Until 1997, on average, 5-8% of Kerala’s total fish catch was wasted, says Robert Jensen [”The Digital Provide”; .pdf file here], who has surveyed the price of sardines at 15 beach markets. On January 14th 1997, for example, 11 fishermen at Badagara beach ended up throwing away their catches, yet on that day there were 27 buyers at markets within about nine miles who would have bought their fish. There were also wide variations in the price of sardines along the coast.

But starting in 1997 mobile phones were introduced. Coverage spread gradually, providing an ideal way to gauge the effect.

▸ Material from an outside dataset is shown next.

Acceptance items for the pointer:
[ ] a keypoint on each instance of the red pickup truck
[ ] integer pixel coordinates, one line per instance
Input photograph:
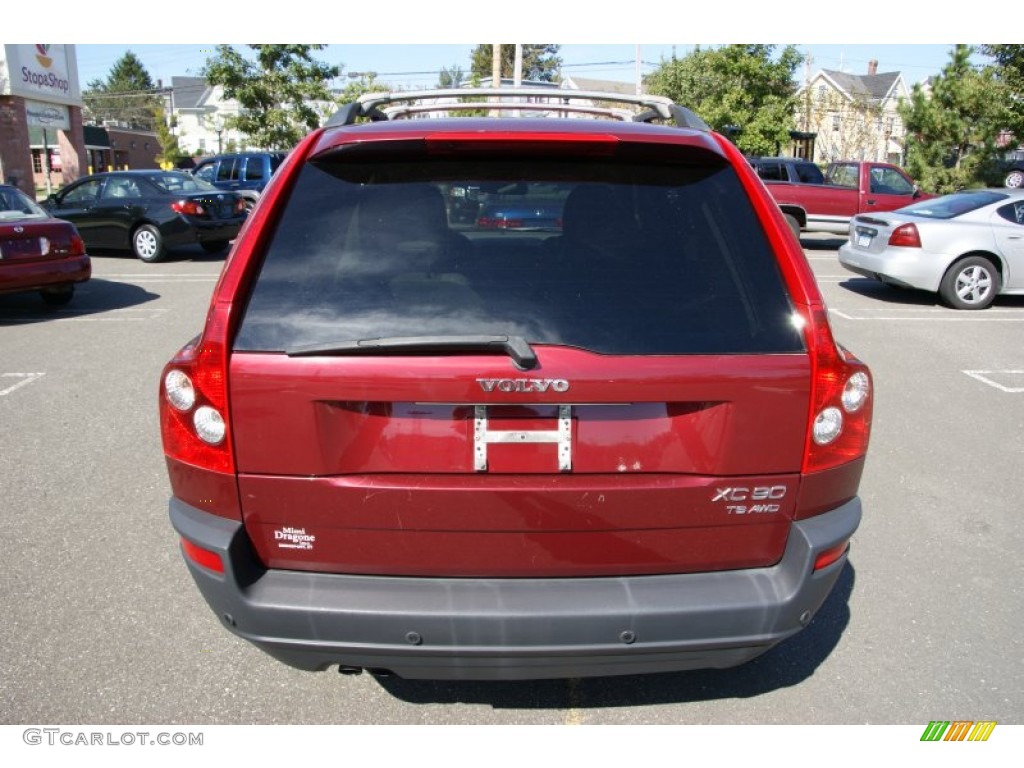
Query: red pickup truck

As phone coverage spread between 1997 and 2000, instead of selling their fish at beach auctions, the fishermen would call around to find the best price, while still at sea. Dividing the coast into three regions, Mr Jensen found that the proportion of fishermen who ventured beyond their home markets to sell their catches jumped from zero to around 35% as soon as coverage became available in each region. At that point, no fish were wasted and the variation in prices fell dramatically. By the end of the study coverage was available in all three regions. Waste had been eliminated and the “law of one price” had come into effect, in the form of a single rate for sardines along the coast.

Fishermen’s profits rose by 8% on average and consumer prices fell by 4% on average. Higher profits meant the phones typically paid for themselves within two months.

Leonard Waverman [”The Impact of Telecoms on Economic Growth in Developing Countries”; .pdf file here] found that an extra 10 mobile phones per 100 people in a typical developing country leads to an additional 0.44 percentage points of growth in GDP per person.